In the United States, the number of babies born with neonatal abstinence syndrome has increased 123 percent from 2009 to 2014. This syndrome happens when women inject opioids during pregnancy. In the year 2014, 30,445 babies were born addicted to opioids and spent the first months of their lives battling withdrawal symptoms such as tremors, irritability, sleep problems, and high-pitched screaming.
The question most doctors and mothers ask is: how will neonatal abstinence syndrome effect the baby physically and mentally in the long run? This article sites a study where researchers tracked nearly 100 children and their mothers for 36 months. Hendrée Jones, the executive director at UNC Horizons and the co-author of the study, expressed that there were reasons to be optimistic about the children’s fates. “The children through time tended to score within the normal range of the tests that we had,” Jones said.
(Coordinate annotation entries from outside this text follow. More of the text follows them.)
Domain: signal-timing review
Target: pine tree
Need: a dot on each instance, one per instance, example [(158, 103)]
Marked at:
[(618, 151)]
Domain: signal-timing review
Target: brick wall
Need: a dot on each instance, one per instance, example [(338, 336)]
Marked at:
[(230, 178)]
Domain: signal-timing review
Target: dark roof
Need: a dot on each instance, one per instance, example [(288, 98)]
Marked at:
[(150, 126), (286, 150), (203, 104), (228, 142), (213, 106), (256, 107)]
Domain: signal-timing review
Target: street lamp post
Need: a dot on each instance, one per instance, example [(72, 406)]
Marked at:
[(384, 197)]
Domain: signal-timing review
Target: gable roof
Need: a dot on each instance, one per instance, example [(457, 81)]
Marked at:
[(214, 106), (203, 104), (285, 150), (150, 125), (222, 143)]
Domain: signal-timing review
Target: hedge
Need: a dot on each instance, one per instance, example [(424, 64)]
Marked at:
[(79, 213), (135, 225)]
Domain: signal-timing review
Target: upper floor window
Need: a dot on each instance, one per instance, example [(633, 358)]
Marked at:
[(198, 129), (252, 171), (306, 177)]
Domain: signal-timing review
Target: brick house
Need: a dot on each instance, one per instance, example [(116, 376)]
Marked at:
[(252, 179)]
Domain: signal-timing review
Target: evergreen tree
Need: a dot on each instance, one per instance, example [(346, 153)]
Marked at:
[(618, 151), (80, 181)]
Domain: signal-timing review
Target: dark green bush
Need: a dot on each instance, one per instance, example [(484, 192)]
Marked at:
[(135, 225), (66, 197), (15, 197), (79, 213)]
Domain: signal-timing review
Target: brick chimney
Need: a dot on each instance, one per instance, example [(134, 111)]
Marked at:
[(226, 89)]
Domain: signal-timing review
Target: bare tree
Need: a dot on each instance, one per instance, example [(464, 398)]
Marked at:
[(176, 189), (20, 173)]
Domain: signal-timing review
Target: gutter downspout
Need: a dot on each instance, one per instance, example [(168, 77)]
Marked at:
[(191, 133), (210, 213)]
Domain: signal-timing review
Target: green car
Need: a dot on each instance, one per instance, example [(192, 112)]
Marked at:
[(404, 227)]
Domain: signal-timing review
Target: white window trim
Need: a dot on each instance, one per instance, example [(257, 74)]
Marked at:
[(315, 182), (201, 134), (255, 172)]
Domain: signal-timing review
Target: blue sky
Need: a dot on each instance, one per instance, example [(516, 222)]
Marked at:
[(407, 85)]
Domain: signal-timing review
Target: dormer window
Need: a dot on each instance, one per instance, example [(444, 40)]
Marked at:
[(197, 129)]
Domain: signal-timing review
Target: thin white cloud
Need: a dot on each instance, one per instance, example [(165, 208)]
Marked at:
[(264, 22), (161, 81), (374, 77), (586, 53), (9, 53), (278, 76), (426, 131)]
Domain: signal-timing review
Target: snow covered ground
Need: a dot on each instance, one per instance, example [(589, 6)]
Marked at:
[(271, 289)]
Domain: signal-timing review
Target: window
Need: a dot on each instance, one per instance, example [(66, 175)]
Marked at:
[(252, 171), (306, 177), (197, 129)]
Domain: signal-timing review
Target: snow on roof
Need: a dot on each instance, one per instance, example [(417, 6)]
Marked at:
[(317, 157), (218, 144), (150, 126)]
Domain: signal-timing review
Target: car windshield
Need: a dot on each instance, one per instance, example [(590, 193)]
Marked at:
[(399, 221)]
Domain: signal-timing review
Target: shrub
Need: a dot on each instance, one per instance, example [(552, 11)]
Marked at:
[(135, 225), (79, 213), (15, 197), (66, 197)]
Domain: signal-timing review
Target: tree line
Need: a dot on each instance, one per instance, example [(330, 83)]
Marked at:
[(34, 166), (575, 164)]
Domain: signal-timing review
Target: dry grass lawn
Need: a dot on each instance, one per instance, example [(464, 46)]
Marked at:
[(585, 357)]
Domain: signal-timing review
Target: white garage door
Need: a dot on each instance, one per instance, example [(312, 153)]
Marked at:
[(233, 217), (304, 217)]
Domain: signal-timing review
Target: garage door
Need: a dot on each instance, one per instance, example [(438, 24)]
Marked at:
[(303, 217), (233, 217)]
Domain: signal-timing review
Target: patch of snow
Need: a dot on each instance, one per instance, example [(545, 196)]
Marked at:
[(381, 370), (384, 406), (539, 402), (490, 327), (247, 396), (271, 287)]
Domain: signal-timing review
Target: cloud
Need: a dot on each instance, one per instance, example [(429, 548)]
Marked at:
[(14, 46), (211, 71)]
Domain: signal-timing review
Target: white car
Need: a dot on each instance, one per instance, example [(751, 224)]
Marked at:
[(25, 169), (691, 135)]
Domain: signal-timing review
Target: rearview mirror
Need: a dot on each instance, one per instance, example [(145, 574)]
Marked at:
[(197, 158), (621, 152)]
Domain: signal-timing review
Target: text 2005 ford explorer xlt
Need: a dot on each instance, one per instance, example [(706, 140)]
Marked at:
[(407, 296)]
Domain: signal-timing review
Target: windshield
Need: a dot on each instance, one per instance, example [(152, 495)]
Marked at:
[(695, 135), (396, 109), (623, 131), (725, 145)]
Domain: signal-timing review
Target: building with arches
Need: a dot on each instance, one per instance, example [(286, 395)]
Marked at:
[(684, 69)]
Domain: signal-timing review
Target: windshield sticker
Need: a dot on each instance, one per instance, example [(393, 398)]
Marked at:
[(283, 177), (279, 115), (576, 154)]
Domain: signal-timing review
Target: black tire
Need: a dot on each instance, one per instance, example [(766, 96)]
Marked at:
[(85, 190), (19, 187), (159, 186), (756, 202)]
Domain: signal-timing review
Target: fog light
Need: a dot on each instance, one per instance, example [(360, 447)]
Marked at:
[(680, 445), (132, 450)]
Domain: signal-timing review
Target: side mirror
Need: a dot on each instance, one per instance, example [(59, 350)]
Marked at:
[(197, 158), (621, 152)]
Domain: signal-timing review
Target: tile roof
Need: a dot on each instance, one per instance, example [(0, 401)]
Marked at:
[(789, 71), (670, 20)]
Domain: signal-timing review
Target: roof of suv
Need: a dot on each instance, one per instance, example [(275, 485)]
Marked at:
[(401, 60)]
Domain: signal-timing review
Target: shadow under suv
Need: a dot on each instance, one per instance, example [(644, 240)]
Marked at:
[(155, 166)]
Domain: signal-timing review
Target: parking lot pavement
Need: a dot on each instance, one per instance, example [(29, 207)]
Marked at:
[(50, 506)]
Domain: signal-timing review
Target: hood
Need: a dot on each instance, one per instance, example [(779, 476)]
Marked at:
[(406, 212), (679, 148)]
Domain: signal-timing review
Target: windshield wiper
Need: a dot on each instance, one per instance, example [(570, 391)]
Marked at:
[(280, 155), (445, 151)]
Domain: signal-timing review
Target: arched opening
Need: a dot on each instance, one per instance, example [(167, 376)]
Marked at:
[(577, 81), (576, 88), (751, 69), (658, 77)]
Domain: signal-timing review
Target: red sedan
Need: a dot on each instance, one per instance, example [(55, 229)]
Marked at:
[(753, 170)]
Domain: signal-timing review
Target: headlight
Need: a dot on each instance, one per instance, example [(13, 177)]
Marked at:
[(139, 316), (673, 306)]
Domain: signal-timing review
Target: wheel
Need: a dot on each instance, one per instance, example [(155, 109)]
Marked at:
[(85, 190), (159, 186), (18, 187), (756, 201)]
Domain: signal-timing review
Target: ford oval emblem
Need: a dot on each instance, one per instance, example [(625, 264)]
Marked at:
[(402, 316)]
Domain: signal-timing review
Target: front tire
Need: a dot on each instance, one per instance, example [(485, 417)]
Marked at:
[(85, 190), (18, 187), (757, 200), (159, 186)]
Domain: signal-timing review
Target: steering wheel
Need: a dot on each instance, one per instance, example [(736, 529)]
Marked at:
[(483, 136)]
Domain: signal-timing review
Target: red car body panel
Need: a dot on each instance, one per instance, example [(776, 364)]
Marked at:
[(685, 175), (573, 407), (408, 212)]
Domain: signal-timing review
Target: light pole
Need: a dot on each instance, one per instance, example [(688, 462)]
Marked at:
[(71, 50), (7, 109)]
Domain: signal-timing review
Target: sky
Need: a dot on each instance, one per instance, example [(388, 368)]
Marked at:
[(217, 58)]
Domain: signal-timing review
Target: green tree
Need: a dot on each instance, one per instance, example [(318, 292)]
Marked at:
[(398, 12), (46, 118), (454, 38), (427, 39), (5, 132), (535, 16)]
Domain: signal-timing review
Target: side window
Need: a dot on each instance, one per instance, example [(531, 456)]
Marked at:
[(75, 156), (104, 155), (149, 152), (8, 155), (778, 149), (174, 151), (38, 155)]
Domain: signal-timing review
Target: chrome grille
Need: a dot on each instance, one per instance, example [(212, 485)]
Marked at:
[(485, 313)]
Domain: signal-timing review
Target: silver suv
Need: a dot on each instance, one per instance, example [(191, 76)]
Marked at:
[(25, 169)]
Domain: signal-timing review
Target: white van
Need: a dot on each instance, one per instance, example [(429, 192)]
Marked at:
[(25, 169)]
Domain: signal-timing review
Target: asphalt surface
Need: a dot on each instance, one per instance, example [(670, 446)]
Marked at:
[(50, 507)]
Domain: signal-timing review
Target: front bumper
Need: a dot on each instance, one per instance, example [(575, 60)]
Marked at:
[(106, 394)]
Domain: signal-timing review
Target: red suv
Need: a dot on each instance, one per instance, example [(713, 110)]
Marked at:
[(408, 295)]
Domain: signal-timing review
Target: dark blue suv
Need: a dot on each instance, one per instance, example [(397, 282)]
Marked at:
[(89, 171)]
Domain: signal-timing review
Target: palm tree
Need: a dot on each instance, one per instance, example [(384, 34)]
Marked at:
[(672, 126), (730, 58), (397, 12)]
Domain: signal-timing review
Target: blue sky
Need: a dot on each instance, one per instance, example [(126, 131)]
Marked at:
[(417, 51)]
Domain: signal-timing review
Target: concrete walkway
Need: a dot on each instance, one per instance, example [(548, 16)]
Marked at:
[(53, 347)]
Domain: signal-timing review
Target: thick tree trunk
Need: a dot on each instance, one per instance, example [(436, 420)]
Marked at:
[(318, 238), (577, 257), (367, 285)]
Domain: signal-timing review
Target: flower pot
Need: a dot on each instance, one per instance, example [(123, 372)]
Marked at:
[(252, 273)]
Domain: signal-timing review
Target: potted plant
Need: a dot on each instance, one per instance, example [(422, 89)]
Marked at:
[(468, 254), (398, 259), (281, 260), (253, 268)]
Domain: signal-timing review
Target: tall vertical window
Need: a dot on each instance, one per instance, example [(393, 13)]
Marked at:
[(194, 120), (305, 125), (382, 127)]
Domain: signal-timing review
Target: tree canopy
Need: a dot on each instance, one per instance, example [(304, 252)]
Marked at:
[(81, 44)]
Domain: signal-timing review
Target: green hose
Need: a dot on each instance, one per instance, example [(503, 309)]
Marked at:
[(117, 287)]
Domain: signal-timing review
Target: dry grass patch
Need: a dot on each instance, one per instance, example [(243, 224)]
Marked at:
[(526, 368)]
Dr. Stephanie Merhar, a neonatologist at Cincinnati Children’s Hospital, researched this topic and after studying 87 infants, she found that the children were testing within the normal range of development; she also noted, though, that the risk of serious delays is still very high, and children need to be monitored closely because the long-term affects are still unknown.
While a cause and effect correlation cannot be established yet, Dr. Lauren Jansson, the director of pediatrics at the Center for Addiction and Pregnancy at Johns Hopkins School of Medicine, believes that the most promising treatment for children who are exposed prenatally to substances is to treat their mothers to overcome their own addictions.